Climate change impacts the immediate, underlying and basic causes of undernutrition. As climate change progresses, optimal conditions for human health will continue to come under threat introducing instability into our food systems and ultimately decreasing access to nutritionally dense and healthy foods. While this is likely to affect the nutritional status of all populations, it will have a disproportionate impact on poor and marginalised populations.
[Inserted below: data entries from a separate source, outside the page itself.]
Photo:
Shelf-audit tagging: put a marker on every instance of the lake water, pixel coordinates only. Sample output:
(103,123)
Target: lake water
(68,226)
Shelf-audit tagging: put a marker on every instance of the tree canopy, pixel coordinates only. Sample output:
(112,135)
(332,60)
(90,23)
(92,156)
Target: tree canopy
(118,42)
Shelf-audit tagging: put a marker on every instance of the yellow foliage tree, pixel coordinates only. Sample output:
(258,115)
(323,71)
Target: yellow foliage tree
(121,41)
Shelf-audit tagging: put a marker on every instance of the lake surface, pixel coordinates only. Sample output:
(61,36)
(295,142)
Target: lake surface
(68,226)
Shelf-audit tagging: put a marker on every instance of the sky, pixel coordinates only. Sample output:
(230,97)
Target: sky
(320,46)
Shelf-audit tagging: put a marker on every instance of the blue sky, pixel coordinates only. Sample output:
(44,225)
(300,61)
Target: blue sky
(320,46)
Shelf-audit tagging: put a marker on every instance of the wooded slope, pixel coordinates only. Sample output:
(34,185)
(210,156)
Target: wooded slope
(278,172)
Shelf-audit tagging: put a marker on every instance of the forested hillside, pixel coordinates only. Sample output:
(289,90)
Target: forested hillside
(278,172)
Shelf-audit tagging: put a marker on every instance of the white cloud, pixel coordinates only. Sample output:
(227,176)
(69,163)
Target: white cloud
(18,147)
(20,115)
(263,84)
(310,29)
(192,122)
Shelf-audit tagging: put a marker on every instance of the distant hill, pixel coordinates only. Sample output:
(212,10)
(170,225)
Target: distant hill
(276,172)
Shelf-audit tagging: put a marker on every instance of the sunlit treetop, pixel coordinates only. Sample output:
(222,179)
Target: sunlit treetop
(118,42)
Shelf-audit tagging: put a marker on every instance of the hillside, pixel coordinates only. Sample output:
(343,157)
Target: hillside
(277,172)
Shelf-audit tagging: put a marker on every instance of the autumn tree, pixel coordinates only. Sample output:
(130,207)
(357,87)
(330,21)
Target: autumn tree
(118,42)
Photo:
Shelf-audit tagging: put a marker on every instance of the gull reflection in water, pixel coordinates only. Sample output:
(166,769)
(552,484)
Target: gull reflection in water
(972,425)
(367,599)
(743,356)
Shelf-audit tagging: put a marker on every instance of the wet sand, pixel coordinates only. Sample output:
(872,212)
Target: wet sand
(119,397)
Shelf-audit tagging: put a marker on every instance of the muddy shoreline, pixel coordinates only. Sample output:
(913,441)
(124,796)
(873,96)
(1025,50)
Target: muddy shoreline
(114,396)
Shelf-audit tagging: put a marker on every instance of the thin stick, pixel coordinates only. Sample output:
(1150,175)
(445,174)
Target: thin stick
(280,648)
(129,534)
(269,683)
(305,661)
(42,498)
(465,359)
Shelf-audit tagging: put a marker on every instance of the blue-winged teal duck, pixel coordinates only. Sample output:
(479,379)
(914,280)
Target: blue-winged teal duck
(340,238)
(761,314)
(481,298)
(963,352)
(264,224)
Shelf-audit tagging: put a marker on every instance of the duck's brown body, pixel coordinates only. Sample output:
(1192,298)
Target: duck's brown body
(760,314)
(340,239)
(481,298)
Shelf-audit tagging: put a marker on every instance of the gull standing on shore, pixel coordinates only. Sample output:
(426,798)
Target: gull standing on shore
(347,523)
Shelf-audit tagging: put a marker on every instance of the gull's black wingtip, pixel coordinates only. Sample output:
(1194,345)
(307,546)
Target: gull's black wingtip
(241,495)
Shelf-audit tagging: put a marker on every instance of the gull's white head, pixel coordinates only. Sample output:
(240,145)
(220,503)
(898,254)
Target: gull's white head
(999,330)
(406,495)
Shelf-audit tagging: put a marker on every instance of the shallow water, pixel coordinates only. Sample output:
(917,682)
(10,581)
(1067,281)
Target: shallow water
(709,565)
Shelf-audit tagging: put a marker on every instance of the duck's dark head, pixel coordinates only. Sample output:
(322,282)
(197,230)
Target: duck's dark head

The bi-directional relationship between food systems, environmental change and nutrition demands that nutrition scientists engage in food systems transformation. Nutrition is inherently a multidisciplinary science; however, within nutrition, scientists have been traditionally siloed into those studying undernutrition and overweight and those in humanitarian or development contexts. Given the global inter-and transdisciplinary nature of these challenges, the traditional boundaries need to be broken down to ensure relevant public health interventions, research and policies.

Current research gaps in this important area include:

  • Scientific consensus on definitions and metrics to assess the sustainability of dietary patterns and food environments
  • Limited scope of research e.g., research needs to be implemented across different stages of the supply chain, a wider variety of food products and on a wider range of nutrition outcomes
  • Limited topic base e.g., research is needed on food safety, food waste and loss and the role of consumer practices
  • Levers of change in the food system and how to utilise these
  • Accurate global and subnational data on topics such as dietary patterns, food loss and waste
  • Applicability of current literature to more localised contexts

1 Fanzo J, Bellows L A, Spiker L M, Thorne-Lyman L A, Bloem W M (2021) The importance of food systems and the environment for nutrition. Am J Clin Nutr. 2021; 113(1): 7-6. doi:10.1093/ajcn/nqaa313.